Oct 012009
Authors: Bohlmeyer Adam

Potato fields, the U.S./Canadian border and the mirror image of their offensive: These are all things the CSU Rams can expect to see as they head north to Idaho this weekend.

The Rams (3-1, 0-1 MWC) are aiming to rebound after their first loss of the season and they have a chance to do so Saturday as they travel to Moscow, Idaho to face the University of Idaho Vandals (3-1, 1-0 WAC).

CSU defensive coordinator Larry Kerr sees a resemblance between the Rams and Vandals and said the pair’s offenses are particularly similar.

“They are a lot like us,” Kerr said. “They have a big offensive line that is very talented. They run the ball very well, and they have three running backs that complement each other very well.”

CSU head coach Steve Fairchild agreed, stressing that both Idaho and CSU display very balanced offenses.

“I think we both try to run the football,” the second year CSU headman said. “We don’t dink and dunk, but try and throw the ball down field. There are probably some similarities.”

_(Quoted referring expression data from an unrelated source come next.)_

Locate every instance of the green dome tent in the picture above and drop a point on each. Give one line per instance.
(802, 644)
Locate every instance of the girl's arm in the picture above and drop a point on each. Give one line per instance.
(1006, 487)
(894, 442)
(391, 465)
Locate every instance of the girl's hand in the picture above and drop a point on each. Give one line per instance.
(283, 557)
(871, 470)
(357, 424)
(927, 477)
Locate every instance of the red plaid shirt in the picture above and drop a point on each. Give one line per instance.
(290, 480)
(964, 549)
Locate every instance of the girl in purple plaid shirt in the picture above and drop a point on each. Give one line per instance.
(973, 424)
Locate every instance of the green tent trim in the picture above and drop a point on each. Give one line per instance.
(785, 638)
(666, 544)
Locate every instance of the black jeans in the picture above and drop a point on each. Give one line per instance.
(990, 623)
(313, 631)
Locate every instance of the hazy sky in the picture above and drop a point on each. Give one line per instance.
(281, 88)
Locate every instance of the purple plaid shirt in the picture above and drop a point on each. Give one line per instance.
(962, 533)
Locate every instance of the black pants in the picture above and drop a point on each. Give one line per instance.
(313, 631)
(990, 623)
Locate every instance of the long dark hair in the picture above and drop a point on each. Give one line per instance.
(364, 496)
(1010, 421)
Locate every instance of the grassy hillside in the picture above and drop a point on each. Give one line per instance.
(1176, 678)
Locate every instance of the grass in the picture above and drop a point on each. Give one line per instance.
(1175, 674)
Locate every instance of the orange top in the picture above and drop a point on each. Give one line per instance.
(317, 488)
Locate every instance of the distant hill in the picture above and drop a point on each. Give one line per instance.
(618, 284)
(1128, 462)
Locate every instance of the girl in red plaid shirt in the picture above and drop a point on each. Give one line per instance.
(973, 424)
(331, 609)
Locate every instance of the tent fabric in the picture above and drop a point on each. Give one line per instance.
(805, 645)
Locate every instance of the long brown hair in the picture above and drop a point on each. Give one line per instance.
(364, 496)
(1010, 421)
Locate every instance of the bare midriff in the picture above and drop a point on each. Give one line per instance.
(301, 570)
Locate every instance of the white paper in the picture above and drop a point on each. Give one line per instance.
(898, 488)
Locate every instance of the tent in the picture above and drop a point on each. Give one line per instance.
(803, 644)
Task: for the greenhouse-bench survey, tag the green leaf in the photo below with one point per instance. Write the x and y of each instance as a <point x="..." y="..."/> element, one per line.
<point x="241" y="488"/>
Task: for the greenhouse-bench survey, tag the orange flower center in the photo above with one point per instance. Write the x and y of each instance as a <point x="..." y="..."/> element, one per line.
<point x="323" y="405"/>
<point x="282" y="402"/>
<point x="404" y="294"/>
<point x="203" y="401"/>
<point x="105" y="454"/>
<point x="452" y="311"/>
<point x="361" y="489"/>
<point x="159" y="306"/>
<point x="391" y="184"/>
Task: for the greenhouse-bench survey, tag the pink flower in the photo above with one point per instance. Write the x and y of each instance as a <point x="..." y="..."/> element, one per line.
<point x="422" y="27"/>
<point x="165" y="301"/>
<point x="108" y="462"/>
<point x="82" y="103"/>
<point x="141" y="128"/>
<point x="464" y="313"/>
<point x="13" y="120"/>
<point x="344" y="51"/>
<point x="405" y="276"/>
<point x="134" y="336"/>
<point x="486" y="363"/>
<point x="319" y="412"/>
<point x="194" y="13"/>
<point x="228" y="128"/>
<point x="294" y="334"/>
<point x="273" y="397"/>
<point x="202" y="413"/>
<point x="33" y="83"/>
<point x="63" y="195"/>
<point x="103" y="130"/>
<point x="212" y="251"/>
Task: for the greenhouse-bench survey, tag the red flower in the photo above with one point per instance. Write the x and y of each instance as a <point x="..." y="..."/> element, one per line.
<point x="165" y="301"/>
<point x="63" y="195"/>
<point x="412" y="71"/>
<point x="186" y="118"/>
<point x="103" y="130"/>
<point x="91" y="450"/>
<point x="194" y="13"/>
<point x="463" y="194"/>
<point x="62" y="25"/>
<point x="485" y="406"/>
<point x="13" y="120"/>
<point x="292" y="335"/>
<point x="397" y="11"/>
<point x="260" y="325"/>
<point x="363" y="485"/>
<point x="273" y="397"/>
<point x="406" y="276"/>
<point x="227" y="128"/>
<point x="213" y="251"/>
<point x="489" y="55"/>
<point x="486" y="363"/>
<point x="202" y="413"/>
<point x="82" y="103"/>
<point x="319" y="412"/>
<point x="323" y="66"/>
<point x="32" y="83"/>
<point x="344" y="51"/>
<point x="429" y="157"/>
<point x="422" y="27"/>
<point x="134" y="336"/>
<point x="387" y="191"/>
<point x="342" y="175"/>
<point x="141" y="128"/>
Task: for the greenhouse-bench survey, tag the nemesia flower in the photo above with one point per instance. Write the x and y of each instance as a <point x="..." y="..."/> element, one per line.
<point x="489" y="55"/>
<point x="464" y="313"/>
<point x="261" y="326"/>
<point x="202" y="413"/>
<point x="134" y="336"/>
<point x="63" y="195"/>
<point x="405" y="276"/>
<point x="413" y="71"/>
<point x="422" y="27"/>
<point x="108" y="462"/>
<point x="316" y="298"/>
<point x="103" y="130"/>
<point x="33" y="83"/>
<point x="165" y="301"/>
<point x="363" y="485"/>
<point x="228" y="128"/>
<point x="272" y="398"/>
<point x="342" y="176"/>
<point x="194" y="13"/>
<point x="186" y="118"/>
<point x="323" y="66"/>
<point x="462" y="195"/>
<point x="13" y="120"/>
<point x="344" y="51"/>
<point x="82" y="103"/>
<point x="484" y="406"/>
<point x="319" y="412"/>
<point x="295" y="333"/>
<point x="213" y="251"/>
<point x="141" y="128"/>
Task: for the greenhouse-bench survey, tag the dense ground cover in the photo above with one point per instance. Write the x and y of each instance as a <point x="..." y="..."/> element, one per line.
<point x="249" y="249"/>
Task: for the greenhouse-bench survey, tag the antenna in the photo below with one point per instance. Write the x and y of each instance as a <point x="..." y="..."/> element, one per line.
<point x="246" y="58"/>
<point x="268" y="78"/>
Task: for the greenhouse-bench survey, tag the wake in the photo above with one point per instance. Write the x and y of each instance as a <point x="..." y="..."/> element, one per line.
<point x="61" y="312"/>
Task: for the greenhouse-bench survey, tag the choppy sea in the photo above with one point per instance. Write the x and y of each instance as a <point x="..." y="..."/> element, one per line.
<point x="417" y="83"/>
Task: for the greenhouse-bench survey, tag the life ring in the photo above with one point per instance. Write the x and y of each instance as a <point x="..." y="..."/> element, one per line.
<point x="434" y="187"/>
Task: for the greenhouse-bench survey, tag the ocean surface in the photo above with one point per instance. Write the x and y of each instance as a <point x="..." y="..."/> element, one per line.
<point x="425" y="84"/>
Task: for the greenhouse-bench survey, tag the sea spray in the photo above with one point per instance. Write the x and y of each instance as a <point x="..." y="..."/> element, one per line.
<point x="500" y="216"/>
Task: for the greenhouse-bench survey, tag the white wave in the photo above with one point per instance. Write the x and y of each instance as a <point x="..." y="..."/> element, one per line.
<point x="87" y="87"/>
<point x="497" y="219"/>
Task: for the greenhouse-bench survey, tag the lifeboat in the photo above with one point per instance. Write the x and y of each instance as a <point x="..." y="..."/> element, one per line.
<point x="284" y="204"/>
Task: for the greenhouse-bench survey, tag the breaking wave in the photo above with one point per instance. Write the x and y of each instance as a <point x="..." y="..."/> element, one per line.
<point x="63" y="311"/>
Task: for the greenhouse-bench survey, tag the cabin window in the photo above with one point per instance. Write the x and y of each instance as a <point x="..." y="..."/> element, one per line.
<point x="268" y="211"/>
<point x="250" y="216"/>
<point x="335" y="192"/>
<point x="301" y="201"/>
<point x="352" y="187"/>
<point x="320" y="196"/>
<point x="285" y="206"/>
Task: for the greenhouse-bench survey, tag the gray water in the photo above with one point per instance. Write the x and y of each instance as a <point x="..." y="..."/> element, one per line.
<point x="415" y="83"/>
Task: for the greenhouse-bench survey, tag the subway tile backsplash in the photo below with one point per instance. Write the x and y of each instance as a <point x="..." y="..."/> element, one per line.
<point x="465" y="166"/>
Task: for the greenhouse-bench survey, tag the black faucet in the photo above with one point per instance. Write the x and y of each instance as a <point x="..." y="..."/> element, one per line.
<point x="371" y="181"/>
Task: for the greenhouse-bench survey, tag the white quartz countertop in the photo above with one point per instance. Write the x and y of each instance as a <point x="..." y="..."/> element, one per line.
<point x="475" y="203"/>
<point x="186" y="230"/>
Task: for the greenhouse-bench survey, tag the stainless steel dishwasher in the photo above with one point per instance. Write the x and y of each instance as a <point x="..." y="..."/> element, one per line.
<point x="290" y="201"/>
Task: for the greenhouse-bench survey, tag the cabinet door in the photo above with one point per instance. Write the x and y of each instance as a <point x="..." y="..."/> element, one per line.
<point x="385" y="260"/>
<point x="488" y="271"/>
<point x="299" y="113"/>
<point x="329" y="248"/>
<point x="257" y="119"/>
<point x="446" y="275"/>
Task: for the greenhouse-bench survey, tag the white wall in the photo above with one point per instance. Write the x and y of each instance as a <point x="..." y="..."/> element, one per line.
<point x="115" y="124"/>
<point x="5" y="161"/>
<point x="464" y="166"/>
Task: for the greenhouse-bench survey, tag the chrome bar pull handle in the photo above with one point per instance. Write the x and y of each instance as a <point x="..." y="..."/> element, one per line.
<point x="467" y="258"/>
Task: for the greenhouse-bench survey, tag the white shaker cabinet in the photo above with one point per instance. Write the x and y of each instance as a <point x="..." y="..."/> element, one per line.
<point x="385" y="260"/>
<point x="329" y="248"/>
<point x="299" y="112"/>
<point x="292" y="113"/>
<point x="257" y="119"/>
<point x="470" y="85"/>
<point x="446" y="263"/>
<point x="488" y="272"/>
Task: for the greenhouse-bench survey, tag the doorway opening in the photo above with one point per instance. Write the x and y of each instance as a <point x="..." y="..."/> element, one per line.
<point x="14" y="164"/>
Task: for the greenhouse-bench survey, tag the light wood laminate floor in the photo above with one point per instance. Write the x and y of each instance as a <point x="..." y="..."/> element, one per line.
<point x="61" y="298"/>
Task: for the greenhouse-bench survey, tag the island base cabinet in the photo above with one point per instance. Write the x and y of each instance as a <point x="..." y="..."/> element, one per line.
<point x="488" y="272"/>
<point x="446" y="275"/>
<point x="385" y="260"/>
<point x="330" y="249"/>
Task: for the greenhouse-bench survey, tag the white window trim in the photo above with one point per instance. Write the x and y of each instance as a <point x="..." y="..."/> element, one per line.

In four games this season, both the Rams and Vandals have earned three wins, falling only once, both teams losing by a score of 42-23. Idaho fell at the University of Washington on Sept. 12, while the Rams lost to BYU in Provo, Utah last Saturday. The similarities don’t stop there.

Idaho has put up just more than 1,618 yards of total offense (588 rushing and 1030 passing), while the Rams follow closely behind with 1489 yards of total offense (476 rushing and 1013 passing). In addition, Idaho averages 28 points per game while the Rams weigh in with an average just more than 26.

CSU linebacker Mychal Sisson, who is in his second season as a starter, said that playing an offense similar to the Rams gives the defensive an advantage.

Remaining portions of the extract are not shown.